We have added this new initiative to encourage and reward high-caliber research in the history of communication technologies, broadly defined. One of the Mercurians’ missions is to encourage scholarship in the history of communication technologies. There is no research grant program (either within or outside SHOT) that we are aware of dedicated to supporting scholarship on the history of communication technologies. While the history of communication technology literature is vast and always growing, the quality of the research effort or resulting publication too often falls short of scholarly expectations.
In general, the research grant is awarded in alternating years. We awarded two such grants during the 2011 SHOT annual meeting in Cleveland. The winners were Carmen Krol, a PhD candidate in the Department of Science & Technology Studies at Cornell University, and Michael Lemon, a PhD student in Latin American History at Indiana University (Bloomington). The Mercurians announced during the 2013 SHOT meeting in Portland, Maine, that Ian Johnson, a PhD student in the History Department at Ohio State University, had won. Subsequently, we announced that James Risk, a PhD student in the University of South Carolina History Department, won the 2015 Pam Laird Research Grant. We are looking forward to awarding this important research grant again in 2017 and announcing the winner during the SHOT meeting in Philadelphia.

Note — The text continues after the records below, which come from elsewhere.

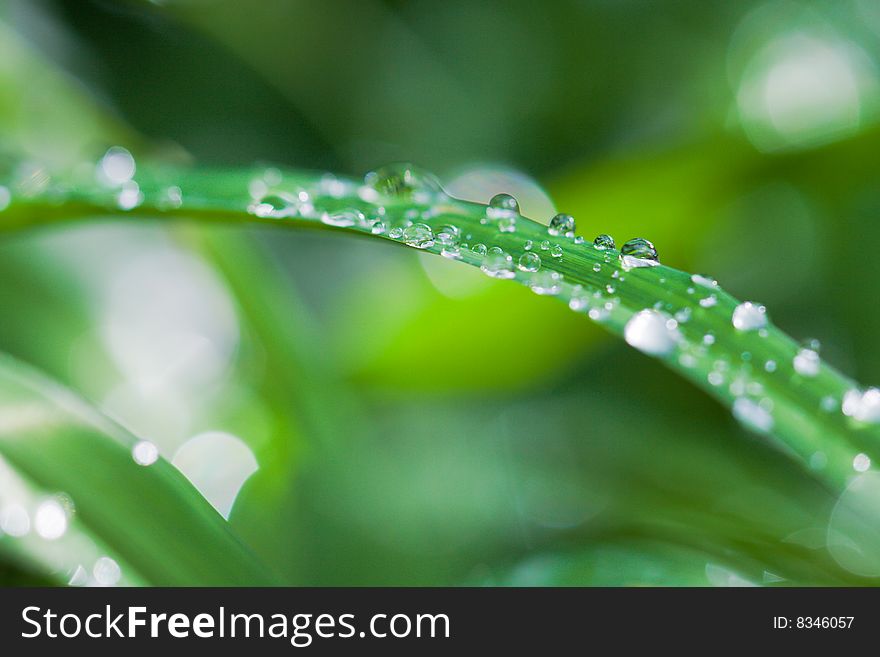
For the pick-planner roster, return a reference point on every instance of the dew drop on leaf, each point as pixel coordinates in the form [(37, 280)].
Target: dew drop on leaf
[(752, 415), (862, 406), (503, 205), (498, 265), (652, 332), (749, 316), (529, 261), (404, 181), (419, 236), (603, 242), (806, 362), (561, 224), (547, 282), (639, 248)]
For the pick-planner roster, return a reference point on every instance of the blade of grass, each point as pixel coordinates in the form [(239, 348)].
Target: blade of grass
[(750, 371), (156, 527)]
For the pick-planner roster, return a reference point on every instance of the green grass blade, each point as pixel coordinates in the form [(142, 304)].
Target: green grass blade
[(148, 519), (750, 371)]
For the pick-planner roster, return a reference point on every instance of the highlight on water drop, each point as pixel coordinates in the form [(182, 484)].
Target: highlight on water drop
[(562, 225), (603, 242)]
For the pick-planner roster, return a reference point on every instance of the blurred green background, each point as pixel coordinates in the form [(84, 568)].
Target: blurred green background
[(374, 416)]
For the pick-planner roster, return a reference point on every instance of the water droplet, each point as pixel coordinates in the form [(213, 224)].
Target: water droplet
[(752, 415), (579, 302), (419, 236), (547, 282), (272, 205), (862, 406), (604, 241), (404, 181), (529, 261), (117, 166), (806, 362), (344, 218), (502, 205), (705, 281), (14, 520), (649, 331), (749, 316), (144, 453), (861, 463), (561, 224), (498, 265), (828, 404), (129, 196), (507, 224), (639, 248)]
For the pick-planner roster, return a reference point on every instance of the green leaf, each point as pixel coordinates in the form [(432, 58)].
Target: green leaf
[(750, 371), (73, 497)]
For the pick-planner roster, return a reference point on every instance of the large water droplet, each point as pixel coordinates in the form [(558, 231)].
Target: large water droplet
[(344, 218), (502, 206), (117, 166), (639, 248), (529, 261), (5, 197), (404, 181), (749, 316), (705, 281), (603, 242), (419, 235), (561, 224), (507, 224), (806, 362), (652, 332), (498, 265)]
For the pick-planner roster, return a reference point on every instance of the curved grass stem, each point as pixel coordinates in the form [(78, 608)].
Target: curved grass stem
[(686, 321)]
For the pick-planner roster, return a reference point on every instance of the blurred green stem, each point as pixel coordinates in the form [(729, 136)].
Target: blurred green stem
[(751, 371)]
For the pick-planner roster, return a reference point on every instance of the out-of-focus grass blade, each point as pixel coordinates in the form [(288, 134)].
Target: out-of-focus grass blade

The grant is intended for and limited to junior scholars-meaning either current graduate students or recent postgraduates (no more than three years beyond the terminal degree in their field).
Requirements and Application.
Only travel to an appropriate archival collection to carry out research on an aspect of the history of communication technology, broadly defined, will be supported. The archive can be open to the public, private, or even closed, provided that necessary permissions have been obtained from the archive.
Complete the application form (available at: http://www.mercurians.org/grant-form.doc) and e-mail it and a
curriculum vitae (no longer than 3 pages) as attachments to the Mercurians c/o [email protected]
Your curriculum vitae should include pertinent publications, fellowships, or accomplishments relevant to your proposed research, and professional societies and affiliations.
The deadline for submitting an application for the grant is May 1, 2017.